In Anna we follow the titular young woman who is recruited to be an assassin in the KGB by one of its officers, Alex. From there we see a number of her assignments, with a big focus on her first where she begins undercover as a model in Paris, and after which she attracts the attention of the CIA’s Leonard Miller. Besson tells the story by constantly flashing back after various twists to see how we got to the change in the story, something that quickly becomes tiresome, and really covers for the fact that there’s actually not much to the film.

Anna herself is something a bit new for one of these action spy films.
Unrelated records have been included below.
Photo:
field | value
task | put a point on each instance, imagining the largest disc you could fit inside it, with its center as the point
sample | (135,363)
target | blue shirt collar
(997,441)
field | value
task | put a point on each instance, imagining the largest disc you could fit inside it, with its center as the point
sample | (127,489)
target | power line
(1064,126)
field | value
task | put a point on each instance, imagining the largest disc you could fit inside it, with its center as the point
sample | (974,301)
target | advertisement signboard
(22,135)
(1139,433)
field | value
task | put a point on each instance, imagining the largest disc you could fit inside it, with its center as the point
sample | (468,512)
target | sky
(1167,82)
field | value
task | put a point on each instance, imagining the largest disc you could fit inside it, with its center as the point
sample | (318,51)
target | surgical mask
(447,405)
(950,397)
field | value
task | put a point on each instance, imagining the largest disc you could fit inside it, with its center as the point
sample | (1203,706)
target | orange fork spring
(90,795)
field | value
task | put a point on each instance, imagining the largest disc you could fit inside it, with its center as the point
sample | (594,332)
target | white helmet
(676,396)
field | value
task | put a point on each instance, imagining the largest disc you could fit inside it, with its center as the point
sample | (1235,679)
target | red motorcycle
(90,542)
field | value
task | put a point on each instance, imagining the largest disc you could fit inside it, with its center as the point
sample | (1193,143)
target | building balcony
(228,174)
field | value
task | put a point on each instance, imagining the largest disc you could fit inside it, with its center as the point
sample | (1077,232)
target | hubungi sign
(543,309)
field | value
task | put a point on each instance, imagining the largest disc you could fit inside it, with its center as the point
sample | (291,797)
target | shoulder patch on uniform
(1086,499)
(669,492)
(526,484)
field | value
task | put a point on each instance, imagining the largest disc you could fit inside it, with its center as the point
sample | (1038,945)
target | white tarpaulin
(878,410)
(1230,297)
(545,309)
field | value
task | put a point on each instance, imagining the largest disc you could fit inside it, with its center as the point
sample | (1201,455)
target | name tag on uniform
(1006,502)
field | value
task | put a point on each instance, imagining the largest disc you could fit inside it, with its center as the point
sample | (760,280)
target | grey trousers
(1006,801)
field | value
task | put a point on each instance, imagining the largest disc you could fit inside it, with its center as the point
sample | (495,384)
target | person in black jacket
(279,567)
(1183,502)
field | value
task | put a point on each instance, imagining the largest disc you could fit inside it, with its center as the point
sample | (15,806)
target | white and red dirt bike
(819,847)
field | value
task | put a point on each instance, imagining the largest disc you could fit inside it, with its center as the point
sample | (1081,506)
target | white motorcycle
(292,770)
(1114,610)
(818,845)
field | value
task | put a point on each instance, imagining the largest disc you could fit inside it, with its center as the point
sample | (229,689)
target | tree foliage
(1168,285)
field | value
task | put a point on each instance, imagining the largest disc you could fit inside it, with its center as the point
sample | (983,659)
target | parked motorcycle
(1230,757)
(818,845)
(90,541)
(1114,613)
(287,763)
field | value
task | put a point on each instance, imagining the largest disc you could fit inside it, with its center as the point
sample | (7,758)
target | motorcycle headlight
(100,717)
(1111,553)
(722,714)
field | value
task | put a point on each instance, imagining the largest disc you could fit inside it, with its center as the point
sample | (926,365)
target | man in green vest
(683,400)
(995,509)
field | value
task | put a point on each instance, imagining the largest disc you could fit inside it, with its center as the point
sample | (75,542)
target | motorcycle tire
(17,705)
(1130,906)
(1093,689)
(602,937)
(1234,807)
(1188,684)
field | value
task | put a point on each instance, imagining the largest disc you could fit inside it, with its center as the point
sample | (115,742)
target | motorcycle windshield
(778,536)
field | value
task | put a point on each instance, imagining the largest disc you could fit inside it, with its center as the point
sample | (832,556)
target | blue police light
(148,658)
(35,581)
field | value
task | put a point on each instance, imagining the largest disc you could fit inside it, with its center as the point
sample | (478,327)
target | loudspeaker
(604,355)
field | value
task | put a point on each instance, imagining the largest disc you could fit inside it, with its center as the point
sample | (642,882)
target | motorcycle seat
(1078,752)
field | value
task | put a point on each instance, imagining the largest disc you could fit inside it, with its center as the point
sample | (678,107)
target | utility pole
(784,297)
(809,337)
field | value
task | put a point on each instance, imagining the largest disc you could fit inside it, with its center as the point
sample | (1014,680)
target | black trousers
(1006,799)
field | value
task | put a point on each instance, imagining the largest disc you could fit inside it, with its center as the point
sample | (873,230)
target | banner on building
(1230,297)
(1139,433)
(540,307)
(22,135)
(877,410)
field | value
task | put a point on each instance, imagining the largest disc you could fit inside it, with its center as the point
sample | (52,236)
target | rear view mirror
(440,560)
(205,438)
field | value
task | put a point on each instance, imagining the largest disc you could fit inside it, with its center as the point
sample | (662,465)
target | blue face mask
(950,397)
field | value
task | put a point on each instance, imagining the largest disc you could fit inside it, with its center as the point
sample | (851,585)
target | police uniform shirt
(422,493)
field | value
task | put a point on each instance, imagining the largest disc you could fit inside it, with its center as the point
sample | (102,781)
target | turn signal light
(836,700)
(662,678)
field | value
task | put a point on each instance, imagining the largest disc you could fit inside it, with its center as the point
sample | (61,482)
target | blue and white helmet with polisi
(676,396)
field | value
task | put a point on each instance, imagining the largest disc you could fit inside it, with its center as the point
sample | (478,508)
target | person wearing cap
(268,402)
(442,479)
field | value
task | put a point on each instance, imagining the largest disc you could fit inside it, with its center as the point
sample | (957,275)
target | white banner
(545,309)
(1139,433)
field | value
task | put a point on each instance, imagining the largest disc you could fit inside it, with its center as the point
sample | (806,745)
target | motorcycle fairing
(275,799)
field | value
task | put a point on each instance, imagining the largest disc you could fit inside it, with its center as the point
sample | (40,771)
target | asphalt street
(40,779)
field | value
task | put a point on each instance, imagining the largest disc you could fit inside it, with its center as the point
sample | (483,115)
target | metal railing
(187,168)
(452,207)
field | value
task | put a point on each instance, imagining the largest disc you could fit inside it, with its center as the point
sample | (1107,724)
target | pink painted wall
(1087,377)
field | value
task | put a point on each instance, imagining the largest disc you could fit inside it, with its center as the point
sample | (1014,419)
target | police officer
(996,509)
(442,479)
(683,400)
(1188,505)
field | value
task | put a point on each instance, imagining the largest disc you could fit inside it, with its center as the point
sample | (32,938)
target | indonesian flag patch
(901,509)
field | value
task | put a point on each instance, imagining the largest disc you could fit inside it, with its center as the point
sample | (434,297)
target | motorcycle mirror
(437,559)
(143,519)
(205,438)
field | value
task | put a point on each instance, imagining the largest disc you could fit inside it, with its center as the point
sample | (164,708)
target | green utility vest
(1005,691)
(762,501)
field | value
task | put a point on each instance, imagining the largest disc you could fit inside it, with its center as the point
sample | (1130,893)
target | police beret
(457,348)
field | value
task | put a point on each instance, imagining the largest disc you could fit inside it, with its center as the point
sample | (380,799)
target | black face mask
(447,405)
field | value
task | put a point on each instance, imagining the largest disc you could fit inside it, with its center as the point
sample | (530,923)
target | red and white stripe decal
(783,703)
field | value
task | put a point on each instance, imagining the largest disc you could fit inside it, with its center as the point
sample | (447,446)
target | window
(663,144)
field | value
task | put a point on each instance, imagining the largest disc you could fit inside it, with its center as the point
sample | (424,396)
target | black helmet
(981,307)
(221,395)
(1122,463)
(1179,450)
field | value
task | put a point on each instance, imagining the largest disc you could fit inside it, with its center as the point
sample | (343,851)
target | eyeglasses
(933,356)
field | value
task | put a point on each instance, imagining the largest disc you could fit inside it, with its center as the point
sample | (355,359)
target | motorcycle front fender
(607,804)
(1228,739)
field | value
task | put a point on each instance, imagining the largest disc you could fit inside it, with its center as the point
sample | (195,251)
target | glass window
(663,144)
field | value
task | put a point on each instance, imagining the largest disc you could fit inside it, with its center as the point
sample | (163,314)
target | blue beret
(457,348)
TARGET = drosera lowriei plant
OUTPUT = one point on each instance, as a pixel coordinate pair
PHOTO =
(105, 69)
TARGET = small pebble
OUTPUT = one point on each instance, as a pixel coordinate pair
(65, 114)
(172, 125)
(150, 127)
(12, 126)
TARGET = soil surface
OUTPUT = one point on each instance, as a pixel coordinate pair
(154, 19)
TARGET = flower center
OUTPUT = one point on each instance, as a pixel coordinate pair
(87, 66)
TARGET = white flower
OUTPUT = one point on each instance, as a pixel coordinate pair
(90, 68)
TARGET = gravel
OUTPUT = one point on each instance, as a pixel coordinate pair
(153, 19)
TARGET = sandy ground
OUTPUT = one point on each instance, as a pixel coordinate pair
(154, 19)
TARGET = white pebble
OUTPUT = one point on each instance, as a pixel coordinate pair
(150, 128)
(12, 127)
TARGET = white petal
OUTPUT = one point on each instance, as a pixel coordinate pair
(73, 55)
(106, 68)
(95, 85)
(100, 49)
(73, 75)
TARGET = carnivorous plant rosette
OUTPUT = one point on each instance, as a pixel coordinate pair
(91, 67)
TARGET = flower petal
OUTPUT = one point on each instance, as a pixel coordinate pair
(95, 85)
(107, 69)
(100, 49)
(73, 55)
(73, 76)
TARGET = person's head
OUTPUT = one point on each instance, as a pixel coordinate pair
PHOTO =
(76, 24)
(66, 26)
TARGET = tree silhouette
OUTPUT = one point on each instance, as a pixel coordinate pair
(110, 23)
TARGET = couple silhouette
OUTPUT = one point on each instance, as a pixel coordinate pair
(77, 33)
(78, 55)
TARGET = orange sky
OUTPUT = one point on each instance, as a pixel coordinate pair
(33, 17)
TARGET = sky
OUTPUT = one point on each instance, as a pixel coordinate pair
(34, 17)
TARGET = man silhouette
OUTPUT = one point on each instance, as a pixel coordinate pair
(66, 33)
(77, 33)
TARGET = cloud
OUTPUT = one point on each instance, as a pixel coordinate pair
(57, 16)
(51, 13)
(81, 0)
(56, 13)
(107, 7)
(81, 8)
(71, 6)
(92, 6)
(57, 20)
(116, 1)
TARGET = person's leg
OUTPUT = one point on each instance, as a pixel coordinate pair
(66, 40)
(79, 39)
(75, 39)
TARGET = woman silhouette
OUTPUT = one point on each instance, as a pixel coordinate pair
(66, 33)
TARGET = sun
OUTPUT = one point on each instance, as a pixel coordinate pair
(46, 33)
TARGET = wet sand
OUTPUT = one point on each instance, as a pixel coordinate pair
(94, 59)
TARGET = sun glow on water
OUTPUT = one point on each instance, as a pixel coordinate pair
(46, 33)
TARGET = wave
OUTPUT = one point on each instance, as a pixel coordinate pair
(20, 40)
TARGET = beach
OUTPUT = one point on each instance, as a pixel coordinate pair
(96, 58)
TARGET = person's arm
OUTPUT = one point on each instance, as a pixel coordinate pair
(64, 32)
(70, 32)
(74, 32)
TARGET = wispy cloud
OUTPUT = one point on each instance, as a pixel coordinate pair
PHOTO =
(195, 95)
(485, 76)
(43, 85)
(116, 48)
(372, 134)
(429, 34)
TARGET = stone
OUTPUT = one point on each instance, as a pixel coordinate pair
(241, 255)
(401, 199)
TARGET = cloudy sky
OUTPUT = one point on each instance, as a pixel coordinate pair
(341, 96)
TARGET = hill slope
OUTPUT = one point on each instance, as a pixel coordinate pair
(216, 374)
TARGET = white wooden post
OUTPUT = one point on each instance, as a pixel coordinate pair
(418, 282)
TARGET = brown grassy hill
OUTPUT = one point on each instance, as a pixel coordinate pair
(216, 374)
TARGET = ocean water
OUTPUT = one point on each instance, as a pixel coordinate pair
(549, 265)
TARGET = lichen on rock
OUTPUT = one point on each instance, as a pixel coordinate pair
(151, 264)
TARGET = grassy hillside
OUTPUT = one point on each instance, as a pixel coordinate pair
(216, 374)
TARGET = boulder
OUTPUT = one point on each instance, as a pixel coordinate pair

She’s a character largely driven by her emotions and desires, rather than the cool, calm, and collected types you would be used to in a spy film. While Sasha Luss does a solid job with this, it just makes her feel like a bit of a rubbish spy after the first 20 or 25 minutes. The supporting cast is exceptionally talented, with Luke Evans and Cillian Murphy playing Alex and Leonard respectively. But their characters are bland, and it feels as though Helen Mirren, who plays Anna’s boss Olga, is the only one really having fun with the film.

Really though predictable twist and uninteresting characters can be made up for with great action, just look at Atomic Blonde. However outside of one restaurant scene, which is being highly publicised in the trailers and marketing every one of Anna’s kills is a boring and simple gunshot to the head. There really isn’t much action to speak of, speak off after that.

Honestly Anna isn’t an awful film, it is just a bland and forgettable one with a single action sequence of note. And that’s such a shame given Besson’s past work can rarely be called forgettable.